The sloppy math is why I left physics and continued with math. Now I'm ready, with enough solid math, to return to parts of physics, but just out of curiosity! I'll continue with the MIT QM lectures to get out of them what is there I don't know, but often I will have to be holding my nose over how he does the math. It's old for me: My ugrad physics prof kept telling me "Let's don't get hung up on the math". Well, I did and would say "Let's get the math straight. If we are going to differentiate under the integral sign, then let's hear about the dominated convergence theorem. And, by the way, for this stuff about integrating over unbounded sets, for that mostly we have to junk the Riemann integral and use the Lebesgue integral, so, let's do that. Let's start with sigma algebras, etc., something I never heard about in physics class!"

So, I can't push my wild guesses without more physics, and there I want to be careful about the math!


While a careful review of the foundations is valuable, and there's always a chance to find something others have missed, honestly it sounds like you're missing the physical intuitions a lot more than the maths. When I read what you wrote, thinking about unitarity came later; the immediate instinctive thought below even the level of language was "wrong, the wavefunction doesn't do that". I guess it depends what you want to do, but I'd suggest getting used to working with QM in the context of physical experiments, calculating energy levels and so on, and only looking to the foundations once you've got a better sense of how the formalism is supposed to work and what problems it's trying to solve.


I know about unitary in math. Just what QM does with it I don't know yet!

I'm eager enough to further develop my intuitive understanding. My ugrad physics prof said I had "a good feeling for physics" -- that was after I blew away everyone else in his freshman physics class!! :-)

Yes, being careful can yield new results in old fields.
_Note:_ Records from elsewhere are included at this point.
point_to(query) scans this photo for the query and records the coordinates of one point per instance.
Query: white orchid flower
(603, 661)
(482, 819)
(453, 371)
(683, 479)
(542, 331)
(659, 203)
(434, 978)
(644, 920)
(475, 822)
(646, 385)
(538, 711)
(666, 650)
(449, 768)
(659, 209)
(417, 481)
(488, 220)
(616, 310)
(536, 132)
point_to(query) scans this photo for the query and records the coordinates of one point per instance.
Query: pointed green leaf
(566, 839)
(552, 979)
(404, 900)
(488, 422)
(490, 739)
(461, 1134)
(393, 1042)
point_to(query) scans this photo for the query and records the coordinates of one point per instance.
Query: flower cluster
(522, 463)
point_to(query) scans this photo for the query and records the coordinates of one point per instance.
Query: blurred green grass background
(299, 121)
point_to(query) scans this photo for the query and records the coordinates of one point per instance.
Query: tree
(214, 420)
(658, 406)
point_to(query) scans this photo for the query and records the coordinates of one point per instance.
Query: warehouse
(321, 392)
I've published two papers that apparently did that, one paper in optimization and the Kuhn-Tucker conditions and one in mathematical statistics.

In physics I'm not really trying to publish tricky papers at the core of the foundations, but I do get the impression that quite a lot about QM is still a bit fuzzy to nearly everyone.

So, I'd like to clean that up, as much as I can, both intuitively and mathematically.

Going into the details about how to get approximations, etc. about the orbitals of the water molecule, likely relevant enough for a physics student, seems a bit of a detail I'm willing to skip over. And generally I'm willing enough to take the results of the more famous experiments at essentially face value although might try to differ on the explanations.

My ugrad physics prof pushed hard on the MM experiment, Young's double slit, and Fabry-Perot, and it's amazing how close those remain to challenging current topics.


> I do get the impression that quite a lot about QM is still a bit fuzzy to nearly everyone.

I have the opposite experience; QM is really very clean, coherent, elegant, and well-understood - far more so than GR, I found. The people who want it to work like classical physics get themselves (and anyone who listens to them) awfully confused, but that confusion goes away, and you get a much better appreciation for what QM does if you put aside the "big questions" for a while and do some concrete computation. At least that's how it worked for me.